To achieve both these goals, I hold the wheel at ten o’clock with my right hand and look over my left shoulder, or vice versa in a left-hand drive car, so that I can yank it through 12 o’ clock with plenty of force and apply enough lock to swivel the nose of the car. At the end of the move, it’s easy to return my hand to its original position so that I know the fronts are pointing straight again.
To start a J-turn, stop the car, select reverse and observe the view through the rear screen to check it’s clear. There needs to be enough space to accommodate the length of the car when it spins, so you should line up in the centre of that space and fix your sights on an object in the far distance to ensure that you drive straight.

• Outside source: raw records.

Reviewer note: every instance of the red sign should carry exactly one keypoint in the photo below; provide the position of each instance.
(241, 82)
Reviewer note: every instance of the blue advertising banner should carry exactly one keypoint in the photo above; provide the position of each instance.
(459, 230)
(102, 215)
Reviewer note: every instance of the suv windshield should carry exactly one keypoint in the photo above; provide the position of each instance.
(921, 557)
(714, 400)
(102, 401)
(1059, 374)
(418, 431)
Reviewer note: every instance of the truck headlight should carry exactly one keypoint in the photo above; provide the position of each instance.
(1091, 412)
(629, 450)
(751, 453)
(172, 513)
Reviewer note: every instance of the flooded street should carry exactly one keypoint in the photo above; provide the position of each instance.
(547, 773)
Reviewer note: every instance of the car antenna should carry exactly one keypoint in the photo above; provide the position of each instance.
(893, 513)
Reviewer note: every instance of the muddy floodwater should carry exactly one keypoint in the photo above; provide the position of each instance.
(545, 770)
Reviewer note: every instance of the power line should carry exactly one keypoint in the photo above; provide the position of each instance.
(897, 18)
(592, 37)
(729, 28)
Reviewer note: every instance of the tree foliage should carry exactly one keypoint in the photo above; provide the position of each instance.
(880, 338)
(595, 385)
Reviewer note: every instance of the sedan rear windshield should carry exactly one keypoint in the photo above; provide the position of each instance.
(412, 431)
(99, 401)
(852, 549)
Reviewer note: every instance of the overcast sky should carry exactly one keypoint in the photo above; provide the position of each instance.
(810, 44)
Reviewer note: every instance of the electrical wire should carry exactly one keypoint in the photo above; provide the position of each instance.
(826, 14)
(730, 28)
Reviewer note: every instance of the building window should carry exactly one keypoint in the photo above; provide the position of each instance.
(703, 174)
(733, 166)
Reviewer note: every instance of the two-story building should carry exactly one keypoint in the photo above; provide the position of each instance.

Position your steering hand at 10 o’clock, or two o’clock for a left-hand turn, and reverse quickly so as to load the suspension. Up to a minimum speed of 20mph works, but ideally around 40mph ensures that the fronts will skid when you want them to.
Once you’re up to speed, lift off the accelerator and crank the steering to the right from 10 o’clock to about four o’clock and put the clutch in. The car will spin on its axis. If you don’t steer fast enough initially the nose of the car won’t spin, it will grip, causing you to head off in a new direction. Brake before you hit something.
To give it a little extra, I tilt the suspension by gently turning the steering a tad in the wrong direction before throwing it sharply the other way.
As the car’s nose makes its way past 90-degrees, you should be looking through the windscreen and steering the wheel through to the left. This helps the car rotate a full 180-degrees into its new direction.
Calmly move the gear lever from reverse to second and drive away. Failing to do this will result in some disagreement between your transmission and the road over which way each one should be going.
Don’t rush the gears. As long as the clutch pedal is pushed in you can take your time moving out of reverse and just drop into second when the car is pointing straight. Autos are even easier. Practise the move from reverse to second whilst stationary; it gets more complicated when you’re mobile unless you’re an octopus.